Lola Lafon, La Petite Communiste qui ne souriait jamais

Lafon - La Petite Communiste qui ne souriait jamaisNadia s’apprête, ce jour-là, à réaliser un salto classique. Est-ce son corps qui, pour ne pas mourir, cherche une échappatoire au moment où ses mains glissent et qu’elle rate la barre, son bassin cogne violemment le bois ? Béla a bondi vers elle mais trop tard, de toute façon, si elle… ça sera toujours trop tard. Elle a réussi à s’agripper à la barre qu’elle a lâchée. Il lui propose un verre de limonade, une pause, elle refuse, très pâle, comme si elle allait vomir, puis se ravise, désorientée, abasourdie et surexcitée, aussi, car elle n’a pas chuté. Ils se taisent.

Babel, page 75

Montréal, 18 juillet 1976, Jeux Olympiques, épreuve de gymnastique. Dans son justaucorps blanc orné d’une étoile, les couettes serties de rubans rouges, une fillette fait sauter les ordinateurs. 90 secondes de perfection qui forment une petite révolution. 1,00, une virgule qui n’est pas programmée pour pouvoir se déplacer. Nadia Comaneci défie la gravité, l’âge adulte et la Russie dans le même temps, à coups d’équilibre, de saltos, de muscles, de volonté et de supers E. Devenue symbole de réussite du communisme roumain, elle inspire des sentiments proches de la dévotion, à l’Est comme à l’Ouest.

Lola Lafon nous emmène sur les pas de cette virtuose, avec une émotion et un intérêt non feints. Le roman est ponctué de dialogues rêvés entre l’auteure et la gymnaste, qui apportent du relief à cet ouvrage, mettant en relation son histoire personnelle et la grande histoire politique et sociale de cette seconde moitié du XXe siècle. Elle évoque en lumière et en zones d’ombre la vie dans la Roumanie de Ceauşescu. L’écriture à deux niveaux évite le manichéisme et souligne l’impuissance à saisir la réalité d’un monde aujourd’hui disparu, étranger à nos habitudes.

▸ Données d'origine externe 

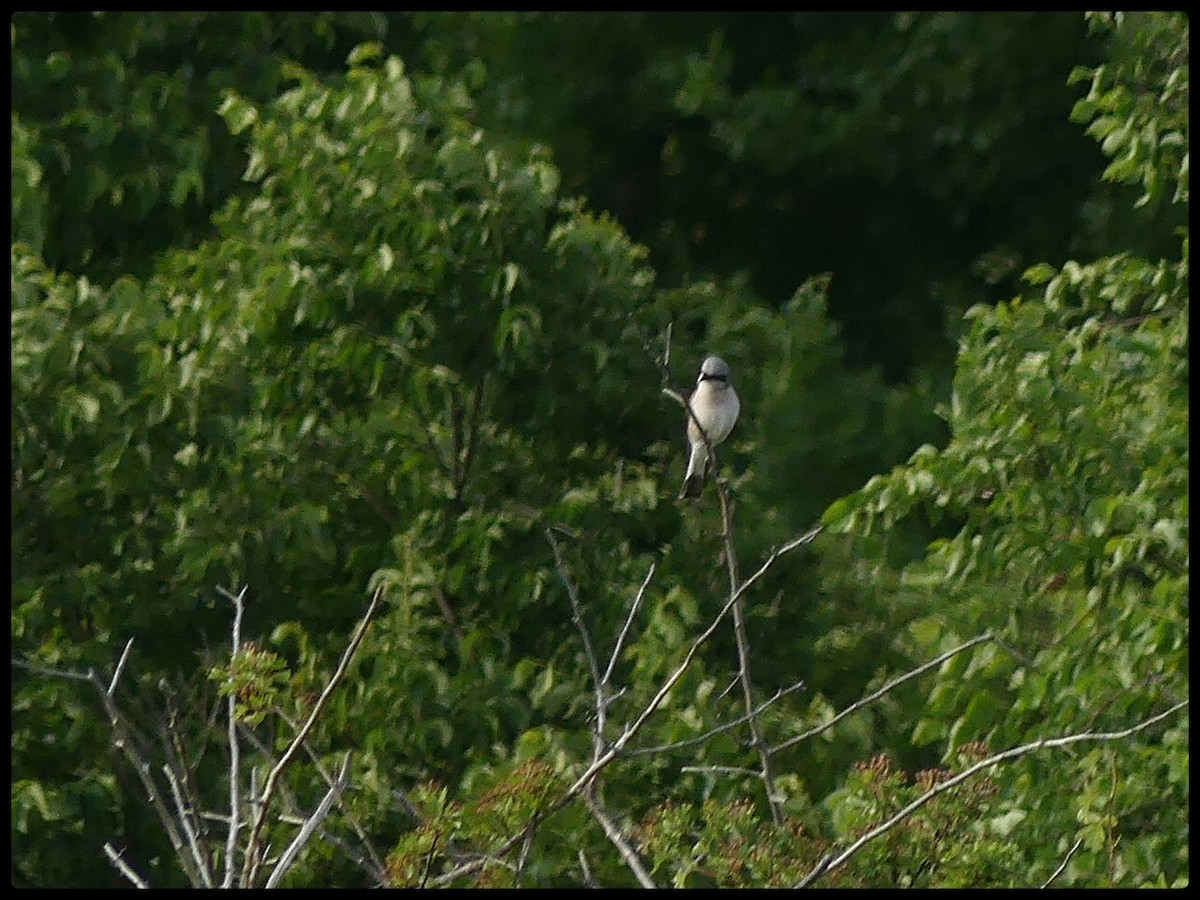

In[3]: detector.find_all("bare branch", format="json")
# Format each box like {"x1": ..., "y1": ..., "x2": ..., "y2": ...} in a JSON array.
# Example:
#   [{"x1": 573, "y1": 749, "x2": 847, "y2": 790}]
[
  {"x1": 275, "y1": 709, "x2": 386, "y2": 882},
  {"x1": 10, "y1": 658, "x2": 96, "y2": 684},
  {"x1": 679, "y1": 766, "x2": 762, "y2": 778},
  {"x1": 625, "y1": 682, "x2": 804, "y2": 756},
  {"x1": 1042, "y1": 838, "x2": 1084, "y2": 889},
  {"x1": 433, "y1": 526, "x2": 821, "y2": 884},
  {"x1": 797, "y1": 700, "x2": 1188, "y2": 888},
  {"x1": 512, "y1": 828, "x2": 534, "y2": 887},
  {"x1": 104, "y1": 844, "x2": 150, "y2": 890},
  {"x1": 108, "y1": 637, "x2": 133, "y2": 696},
  {"x1": 709, "y1": 482, "x2": 784, "y2": 826},
  {"x1": 12, "y1": 643, "x2": 203, "y2": 887},
  {"x1": 546, "y1": 528, "x2": 608, "y2": 756},
  {"x1": 241, "y1": 588, "x2": 383, "y2": 887},
  {"x1": 266, "y1": 754, "x2": 350, "y2": 888},
  {"x1": 578, "y1": 850, "x2": 596, "y2": 888},
  {"x1": 580, "y1": 784, "x2": 658, "y2": 889},
  {"x1": 162, "y1": 766, "x2": 212, "y2": 888},
  {"x1": 600, "y1": 563, "x2": 658, "y2": 684},
  {"x1": 770, "y1": 631, "x2": 994, "y2": 754},
  {"x1": 217, "y1": 584, "x2": 250, "y2": 889}
]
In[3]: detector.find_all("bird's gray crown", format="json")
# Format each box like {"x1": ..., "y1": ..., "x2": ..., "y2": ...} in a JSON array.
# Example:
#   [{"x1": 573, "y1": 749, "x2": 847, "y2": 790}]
[{"x1": 697, "y1": 356, "x2": 730, "y2": 382}]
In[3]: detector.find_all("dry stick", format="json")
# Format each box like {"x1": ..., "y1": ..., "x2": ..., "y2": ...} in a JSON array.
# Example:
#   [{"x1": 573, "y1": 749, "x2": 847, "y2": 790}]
[
  {"x1": 235, "y1": 724, "x2": 385, "y2": 883},
  {"x1": 660, "y1": 345, "x2": 784, "y2": 824},
  {"x1": 276, "y1": 710, "x2": 386, "y2": 881},
  {"x1": 546, "y1": 528, "x2": 608, "y2": 761},
  {"x1": 581, "y1": 784, "x2": 658, "y2": 888},
  {"x1": 709, "y1": 482, "x2": 784, "y2": 826},
  {"x1": 796, "y1": 700, "x2": 1188, "y2": 888},
  {"x1": 600, "y1": 563, "x2": 658, "y2": 684},
  {"x1": 679, "y1": 766, "x2": 762, "y2": 778},
  {"x1": 433, "y1": 526, "x2": 821, "y2": 884},
  {"x1": 162, "y1": 766, "x2": 212, "y2": 888},
  {"x1": 158, "y1": 678, "x2": 211, "y2": 868},
  {"x1": 12, "y1": 640, "x2": 203, "y2": 887},
  {"x1": 1042, "y1": 838, "x2": 1084, "y2": 889},
  {"x1": 769, "y1": 632, "x2": 995, "y2": 754},
  {"x1": 625, "y1": 682, "x2": 804, "y2": 756},
  {"x1": 578, "y1": 850, "x2": 596, "y2": 888},
  {"x1": 241, "y1": 588, "x2": 383, "y2": 887},
  {"x1": 104, "y1": 842, "x2": 150, "y2": 890},
  {"x1": 217, "y1": 584, "x2": 250, "y2": 889},
  {"x1": 552, "y1": 528, "x2": 656, "y2": 888},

Si Nadia a émerveillé par sa silhouette gracieuse et fluette, le monde a du mal à lui pardonner de grandir. Fantasme de pureté elle est, fantasme de pureté elle doit rester. Personne ne lui agrée le moindre changement. Ses formes nouvelles viennent en superposition de son squelette, sont étrangères à son corps, à elle-même. Outre l’entraînement auquel Belà la soumet, c’est un combat quotidien qu’elle mène contre la faim. Et le talent de l’auteure réside dans sa capacité à nous parler de tourments, tout en les mettant continuellement en perspective. Il ne s’agit pas d’un roman-dénonciation ni d’un roman-obsession, avec poésie, elle allie admiration, réflexion et tentative de compréhension.